Me parece que esa época fue bastante ¨gloriosa¨ porque al no haber academias cada uno buscó una manera de expresarse absolutamente genuina y personal. Casi no había a quién imitar. Teníamos la necesidad de ir hacia adentro para buscar lo que cada uno quería decir y cómo lo quería decir. Ahora hay gran cantidad de medios de comunicación y mucha facilidad para fotografiar. Que existan dispositivos móviles y democráticos me parece fantástico y hasta económico, pero esa situación también te da la posibilidad de ver e imitar a otros, y ese no es un buen atajo.

¿Qué elementos en común considerás que hay entre tus trabajos Niños con Sida y Desaparecidos?
En el año 1989 me llamaron para hacer un afiche sobre el día internacional del Sida. Y ese fue el disparador del trabajo que hice entre el 90 y el 2000. En aquel momento no se conocían los modos de transmisión con lo cual era un tema muy delicado para involucrarse. Me conmoví ya que se trataba de niños que estaban atravesando procesos de una enfermedad de la que no se conocía ni el origen, ni cómo se transmitía ni cómo iba a evolucionar. Empecé a concurrir al Hospital de Niños en una situación de absoluta confidencialidad, con los padres. Durante el trabajo no dejé que se les viera la cara a los niños porque no se sabía qué iba a pasar con ellos. Algunos sobrevivieron y otros no. Entonces empecé a usar elementos que se interpusieran entre el niño y la cámara. Utilicé máscaras, globos, manteles, fotocopias. Hice seguimientos de pacientes durante diez años pero dejé de hacerlo cuando un niño con el que me había encariñado un montón, falleció. Ahí dejé Niños con Sida y pronto comenzó mi inquietud por pasar al trabajo de Desaparecidos. Hubo puntos en contacto entre ambos trabajos: los niños estaban en un estado de indefensión con posibilidad de muerte y muchos fallecían antes que sus padres. La situación límite es uno de esos puntos en común. Empecé Desaparecidos trabajando en una exhumación con el equipo de antropología forense. Todo cerraba para que fuera un comienzo sumamente científico, donde yo usaría un lente perfecto con un foco perfecto. Pero luego empecé a preguntarme cómo quería representar esta escena, cómo me imaginaba que esta escena había sucedido. Eso hizo que todas las fotos fueran pasadas por un tamiz en el cual tuve que dejar todos los tics de la exactitud. Fue un viaje hacia adentro y también de gran comunicación con mis compañeros, ex compañeros, sobrevivientes. Con la mayoría de ellos generé un vínculo muy lindo, de amistad. Quise acceder a sus lugares más dolorosos y ellos me dejaron entrar. Para mí fue importantísimo porque ellos me habilitaron a entrar a sus vidas.

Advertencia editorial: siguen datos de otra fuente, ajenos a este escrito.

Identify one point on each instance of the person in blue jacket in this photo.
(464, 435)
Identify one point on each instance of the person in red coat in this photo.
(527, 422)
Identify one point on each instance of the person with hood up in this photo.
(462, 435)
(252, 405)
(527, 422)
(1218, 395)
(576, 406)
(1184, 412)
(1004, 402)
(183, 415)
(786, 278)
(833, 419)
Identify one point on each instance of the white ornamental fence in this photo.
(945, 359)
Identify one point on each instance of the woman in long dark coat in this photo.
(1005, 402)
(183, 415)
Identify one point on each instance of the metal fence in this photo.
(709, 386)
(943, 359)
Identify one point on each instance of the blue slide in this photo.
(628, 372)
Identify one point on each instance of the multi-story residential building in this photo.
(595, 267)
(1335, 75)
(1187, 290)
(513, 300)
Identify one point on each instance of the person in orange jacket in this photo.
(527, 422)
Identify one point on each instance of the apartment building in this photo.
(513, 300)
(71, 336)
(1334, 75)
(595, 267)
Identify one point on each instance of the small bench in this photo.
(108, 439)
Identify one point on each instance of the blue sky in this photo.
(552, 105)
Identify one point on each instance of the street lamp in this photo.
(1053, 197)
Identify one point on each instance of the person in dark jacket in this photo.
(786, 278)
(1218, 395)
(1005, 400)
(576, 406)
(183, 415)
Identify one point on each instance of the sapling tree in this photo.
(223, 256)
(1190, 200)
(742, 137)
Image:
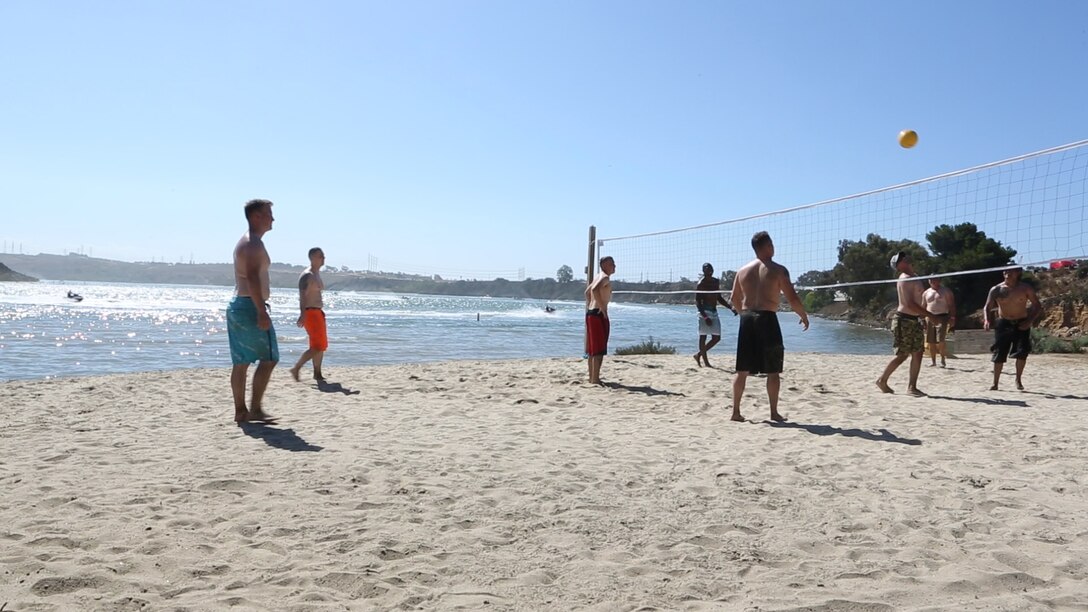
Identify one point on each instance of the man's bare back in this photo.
(310, 286)
(1012, 301)
(600, 293)
(761, 285)
(251, 264)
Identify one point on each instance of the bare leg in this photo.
(714, 340)
(997, 375)
(912, 387)
(774, 383)
(307, 355)
(595, 368)
(238, 390)
(889, 369)
(261, 378)
(738, 393)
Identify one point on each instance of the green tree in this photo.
(965, 247)
(869, 261)
(814, 300)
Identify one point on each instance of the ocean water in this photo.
(127, 328)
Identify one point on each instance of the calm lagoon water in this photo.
(126, 328)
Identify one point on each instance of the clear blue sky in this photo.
(478, 138)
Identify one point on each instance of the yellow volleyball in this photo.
(907, 138)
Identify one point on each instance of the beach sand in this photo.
(517, 486)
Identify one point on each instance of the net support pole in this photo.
(590, 269)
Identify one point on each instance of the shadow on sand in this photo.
(285, 439)
(885, 436)
(990, 401)
(335, 388)
(646, 390)
(1054, 395)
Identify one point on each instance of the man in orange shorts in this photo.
(311, 315)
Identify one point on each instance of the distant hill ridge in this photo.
(7, 274)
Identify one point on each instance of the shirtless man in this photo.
(906, 326)
(311, 316)
(940, 305)
(756, 292)
(708, 321)
(248, 325)
(1012, 332)
(597, 296)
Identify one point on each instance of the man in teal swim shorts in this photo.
(248, 325)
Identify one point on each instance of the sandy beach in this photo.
(517, 486)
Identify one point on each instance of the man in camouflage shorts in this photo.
(906, 326)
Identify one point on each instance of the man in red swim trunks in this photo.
(597, 296)
(312, 317)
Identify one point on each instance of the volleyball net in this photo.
(1031, 205)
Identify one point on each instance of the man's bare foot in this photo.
(259, 415)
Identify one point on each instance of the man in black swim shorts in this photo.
(756, 292)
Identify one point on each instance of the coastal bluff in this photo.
(7, 274)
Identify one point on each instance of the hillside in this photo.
(7, 274)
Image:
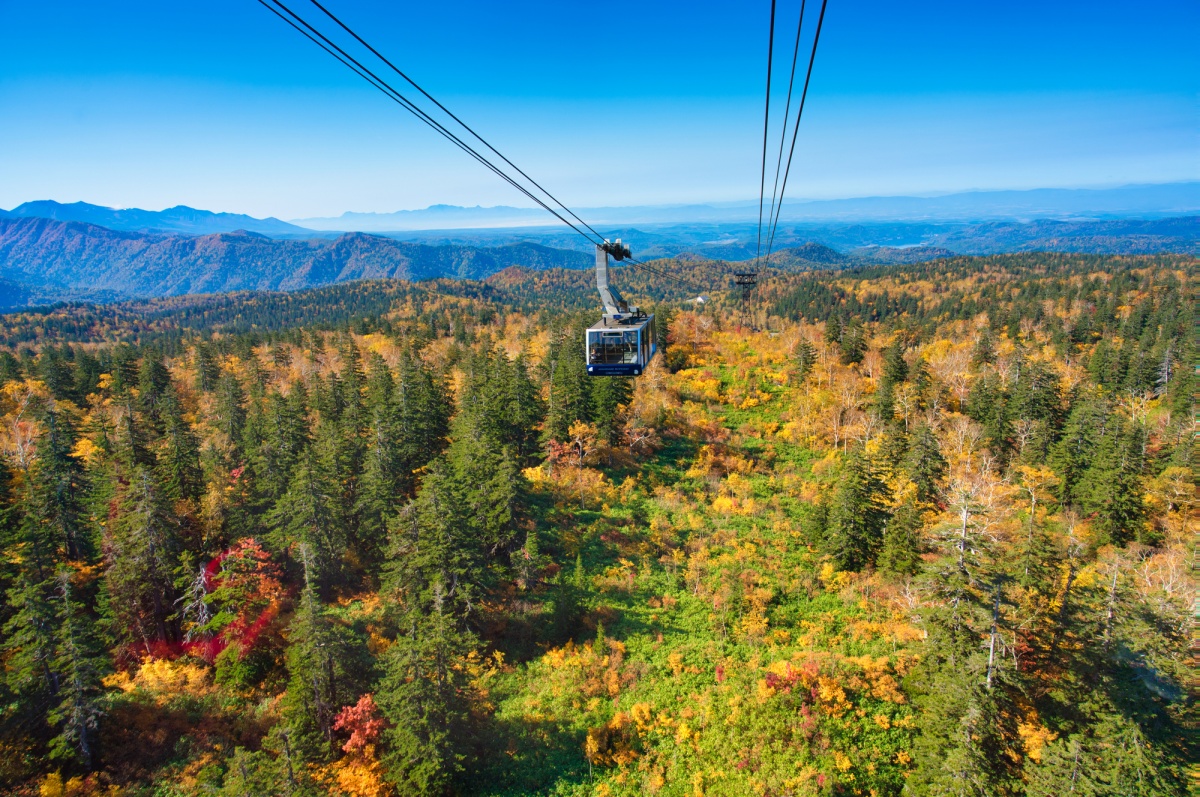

¿Qué fue lo más duro que te tocó atravesar durante ese proceso de investigación?
Lo más duro fue vivir en esa noche que duró seis años en la que me abstraje mucho de mi familia. A pesar de que mis hijos me acompañaron, porque ellos están absolutamente involucrados en lo que hago: sus vidas también pasan por la defensa de los Derechos Humanos. Sin su compañía no podría haber hecho este trabajo porque fueron fines de semana enteros entre legajos e imágenes muy duras. Lo primero que hace un tipo de foto así es golpearte porque ves hasta dónde llega la brutalidad y el salvajismo humano. Creo que lo que más me conmueve es ver a lo que algunos seres humanos pueden llegar. Es algo inentendible para un ser que tiene otra cabeza, sólo lo puede entender aquel que es muy malvado. Es la existencia del mal, la naturalización del mal, la banalidad del mal como decía Hannah Arendt. Un tipo que torturaba después iba a buscar a su nieto a la escuela. ¿Qué es esto que llamamos humanidad? ¿Esto puede pasar?